Testing Against Real Crises: What Happened When I Used Tessera in Production

Theory is comfortable. Production is not. I have been running Tessera in parallel with my normal workflow for six weeks, using it during actual client situations and comparing its output to what I would have done without it. The results are encouraging, humbling, and instructive.

The Exchange Migration Incident

A client’s Exchange migration to M365 stalled mid-cutover. Mail flow was partially disrupted. Users were split between on-premise and cloud. The client’s CEO was calling every thirty minutes.

I queried Tessera: “Incident Replay for Exchange hybrid coexistence failures.” It found three prior incidents with similar characteristics. Two had successful resolutions. One had required a full rollback. The replay showed that in all three cases, the root cause was DNS propagation, but the resolution approaches differed based on the organization’s MX record configuration.

Tessera’s output: a three-paragraph briefing with the three precedents, the relevant DNS configurations from each, and a note that the current client’s configuration most closely matched Precedent Two, which was resolved by forcing a specific mail routing connector. Time from query to usable briefing: forty-seven seconds.

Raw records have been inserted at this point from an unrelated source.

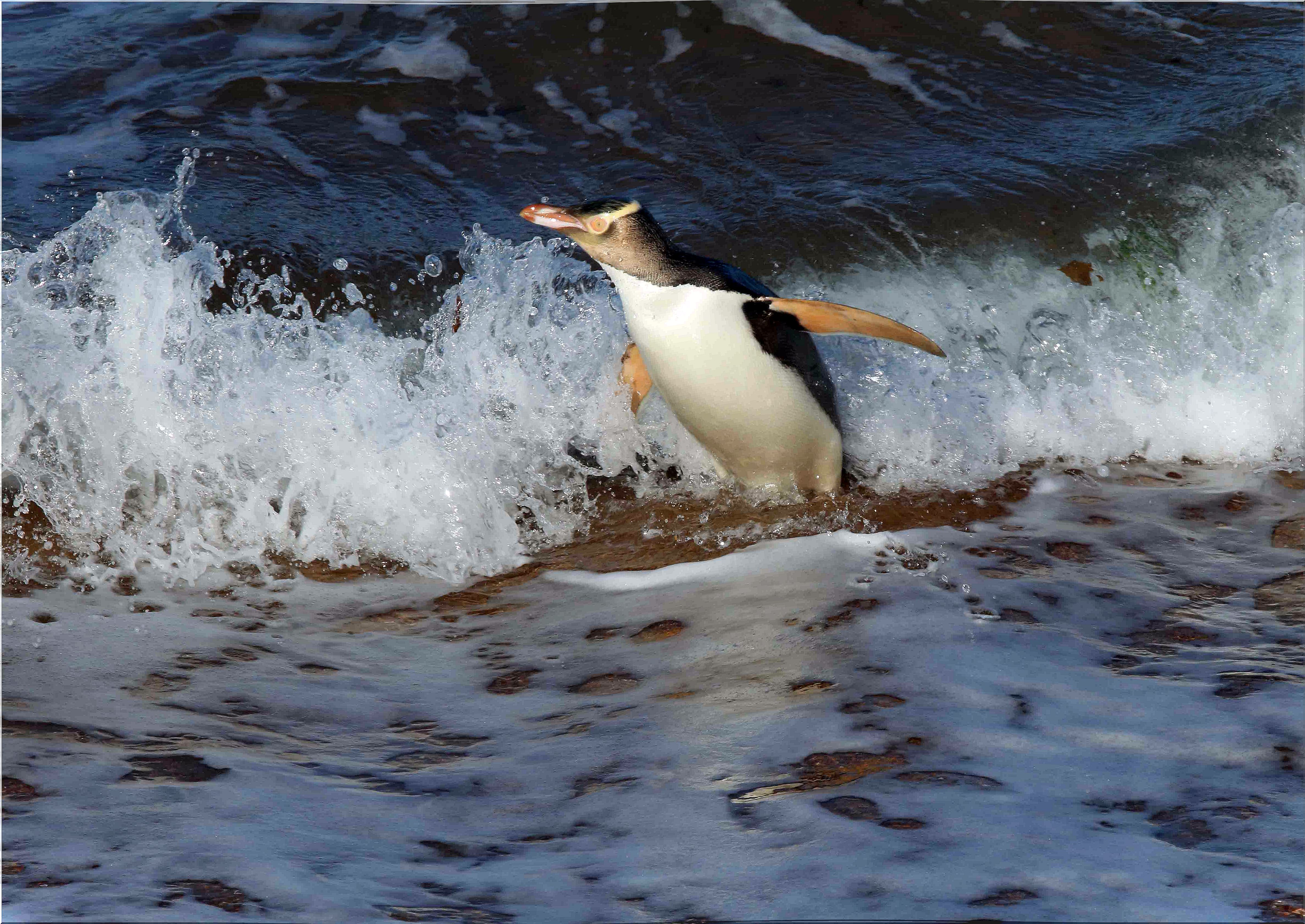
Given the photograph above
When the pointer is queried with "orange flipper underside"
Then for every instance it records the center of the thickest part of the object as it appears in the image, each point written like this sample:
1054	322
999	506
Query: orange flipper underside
635	375
827	318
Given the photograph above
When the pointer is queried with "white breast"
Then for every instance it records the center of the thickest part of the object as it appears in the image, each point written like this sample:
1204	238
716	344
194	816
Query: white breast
755	414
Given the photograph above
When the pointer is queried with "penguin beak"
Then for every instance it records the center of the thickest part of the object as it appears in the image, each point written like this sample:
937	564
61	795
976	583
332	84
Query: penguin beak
551	217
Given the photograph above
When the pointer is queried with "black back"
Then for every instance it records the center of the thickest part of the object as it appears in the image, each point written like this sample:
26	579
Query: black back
780	333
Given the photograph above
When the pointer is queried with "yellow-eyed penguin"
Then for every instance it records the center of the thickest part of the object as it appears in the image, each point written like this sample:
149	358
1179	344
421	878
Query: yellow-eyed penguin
735	363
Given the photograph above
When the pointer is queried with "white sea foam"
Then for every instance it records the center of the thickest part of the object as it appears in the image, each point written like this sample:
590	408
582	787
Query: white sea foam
161	433
773	19
434	55
675	45
1001	32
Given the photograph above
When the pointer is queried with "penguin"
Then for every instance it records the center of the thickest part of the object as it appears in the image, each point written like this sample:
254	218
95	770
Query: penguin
735	363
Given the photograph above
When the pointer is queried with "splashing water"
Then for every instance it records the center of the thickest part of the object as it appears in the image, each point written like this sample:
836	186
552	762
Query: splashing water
156	431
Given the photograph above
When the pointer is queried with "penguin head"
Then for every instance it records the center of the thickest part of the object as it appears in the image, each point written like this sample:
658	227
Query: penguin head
618	233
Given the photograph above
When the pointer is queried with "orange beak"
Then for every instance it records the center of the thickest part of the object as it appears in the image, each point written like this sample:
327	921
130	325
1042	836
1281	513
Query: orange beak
551	217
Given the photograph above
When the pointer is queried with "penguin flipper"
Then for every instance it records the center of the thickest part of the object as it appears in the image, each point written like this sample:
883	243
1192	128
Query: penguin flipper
828	318
636	375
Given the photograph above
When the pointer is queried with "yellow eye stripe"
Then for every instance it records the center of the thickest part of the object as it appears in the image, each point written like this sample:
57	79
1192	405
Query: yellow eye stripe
628	209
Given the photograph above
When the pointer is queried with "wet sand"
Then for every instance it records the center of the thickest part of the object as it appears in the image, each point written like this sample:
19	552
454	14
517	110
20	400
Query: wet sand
1103	679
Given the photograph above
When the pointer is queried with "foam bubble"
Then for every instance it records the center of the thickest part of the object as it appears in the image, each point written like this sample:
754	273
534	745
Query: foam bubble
154	430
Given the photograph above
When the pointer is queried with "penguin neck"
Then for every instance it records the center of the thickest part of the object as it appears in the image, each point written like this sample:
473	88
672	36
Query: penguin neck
653	263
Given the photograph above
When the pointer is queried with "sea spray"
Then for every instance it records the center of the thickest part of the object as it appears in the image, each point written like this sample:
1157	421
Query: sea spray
162	421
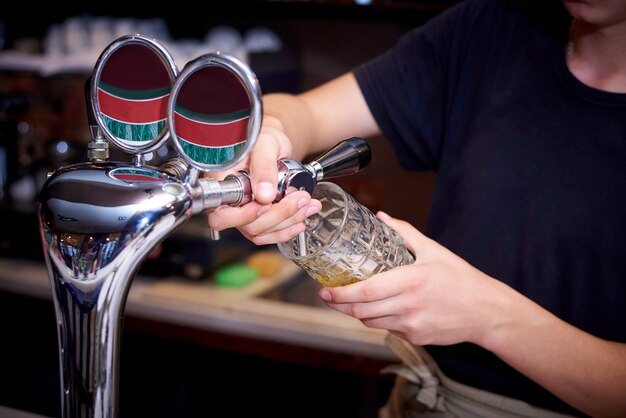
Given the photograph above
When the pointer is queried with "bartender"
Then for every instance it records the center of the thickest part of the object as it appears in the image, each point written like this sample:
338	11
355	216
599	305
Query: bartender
516	299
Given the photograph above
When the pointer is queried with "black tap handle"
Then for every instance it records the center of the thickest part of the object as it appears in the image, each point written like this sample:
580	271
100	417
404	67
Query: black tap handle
347	157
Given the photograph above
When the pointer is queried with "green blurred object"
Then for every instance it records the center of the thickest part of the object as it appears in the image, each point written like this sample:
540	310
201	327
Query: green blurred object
235	275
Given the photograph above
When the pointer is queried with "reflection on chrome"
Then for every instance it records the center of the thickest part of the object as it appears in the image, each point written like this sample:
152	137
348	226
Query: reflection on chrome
97	230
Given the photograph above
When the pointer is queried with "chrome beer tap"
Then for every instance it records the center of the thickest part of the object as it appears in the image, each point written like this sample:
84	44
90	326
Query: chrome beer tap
99	220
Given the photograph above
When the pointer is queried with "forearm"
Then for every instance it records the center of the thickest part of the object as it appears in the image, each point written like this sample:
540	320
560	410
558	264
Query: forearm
319	118
291	114
585	371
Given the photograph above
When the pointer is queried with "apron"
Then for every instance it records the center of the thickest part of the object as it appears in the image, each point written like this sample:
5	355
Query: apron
421	390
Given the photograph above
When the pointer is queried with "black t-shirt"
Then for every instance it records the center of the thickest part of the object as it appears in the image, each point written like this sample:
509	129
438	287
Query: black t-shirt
530	163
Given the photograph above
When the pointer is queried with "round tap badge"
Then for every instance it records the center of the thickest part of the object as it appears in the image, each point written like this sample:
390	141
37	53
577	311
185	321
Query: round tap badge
132	100
211	116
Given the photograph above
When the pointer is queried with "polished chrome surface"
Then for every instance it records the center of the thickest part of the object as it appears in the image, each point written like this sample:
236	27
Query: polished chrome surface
98	224
99	220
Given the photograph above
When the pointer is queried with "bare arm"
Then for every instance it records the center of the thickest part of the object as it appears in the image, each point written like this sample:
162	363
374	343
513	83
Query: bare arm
442	299
294	126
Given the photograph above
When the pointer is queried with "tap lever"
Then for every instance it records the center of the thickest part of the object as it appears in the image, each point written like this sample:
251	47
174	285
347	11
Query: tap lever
347	157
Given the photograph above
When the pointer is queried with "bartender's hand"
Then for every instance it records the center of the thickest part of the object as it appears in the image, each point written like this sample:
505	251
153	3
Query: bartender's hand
440	299
262	221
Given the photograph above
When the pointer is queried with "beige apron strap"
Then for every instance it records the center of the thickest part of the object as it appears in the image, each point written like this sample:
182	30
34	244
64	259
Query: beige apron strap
417	368
421	389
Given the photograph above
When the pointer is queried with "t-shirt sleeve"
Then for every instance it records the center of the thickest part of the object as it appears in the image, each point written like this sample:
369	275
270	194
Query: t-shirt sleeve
410	87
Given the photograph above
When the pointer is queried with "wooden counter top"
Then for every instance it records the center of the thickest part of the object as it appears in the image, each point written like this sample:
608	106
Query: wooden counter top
236	311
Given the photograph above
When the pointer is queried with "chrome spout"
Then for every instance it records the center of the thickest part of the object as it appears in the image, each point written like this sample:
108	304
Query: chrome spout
98	224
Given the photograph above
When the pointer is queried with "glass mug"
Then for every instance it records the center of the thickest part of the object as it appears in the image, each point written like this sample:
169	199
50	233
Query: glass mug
345	242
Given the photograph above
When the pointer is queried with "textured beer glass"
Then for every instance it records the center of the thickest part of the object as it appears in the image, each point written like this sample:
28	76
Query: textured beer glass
345	242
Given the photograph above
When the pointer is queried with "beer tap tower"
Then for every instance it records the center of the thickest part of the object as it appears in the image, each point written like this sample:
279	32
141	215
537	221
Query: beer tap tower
100	219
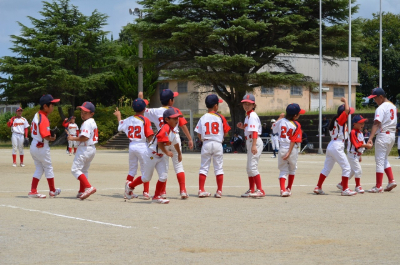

Without Tessera, I would have reached the same conclusion, but it would have taken me fifteen to twenty minutes of email searching, ticket history review, and memory reconstruction. The forty-seven seconds mattered because the CEO was on the phone.

The Backup Failure

A managed services client reported that their backup chain had been broken for three weeks without alerting. The monitoring should have caught it. It did not. The question was not just how to fix the backups but how the monitoring failed and what other clients might be affected.

Tessera’s response to “what monitoring gaps have we identified in the last twelve months?” was less useful. It found four prior monitoring failures but could not establish a pattern because the enrichment pipeline had classified them as separate incidents rather than a systemic issue. The graph connections existed but the salience scores were too low for the pattern to surface.

This is a genuine failure mode. Tessera is only as good as the enrichment quality, and systemic patterns that span multiple low-salience incidents are the hardest to detect. I corrected the classification, boosted the salience, and the pattern now surfaces correctly. But I had to find it myself first. The system learned, but it did not discover.

What I Learned

Tessera excels at single-incident remediation support, where there is a clear precedent to match against. It struggles with systemic pattern detection across multiple low-profile incidents. It is faster than manual research by a factor of five to twenty, depending on the complexity. And the verification layer caught two instances where the language model hallucinated specific technical details that were plausible but wrong.

The verification layer earning its keep twice in six weeks is reason enough to keep it. In both cases, I would have caught the error myself eventually, but “eventually” during a crisis is too late.

Production use has shifted my development priorities. Less time on generation quality, more time on enrichment accuracy and systemic pattern detection. The architecture is right. The data quality needs work. That is a solvable problem.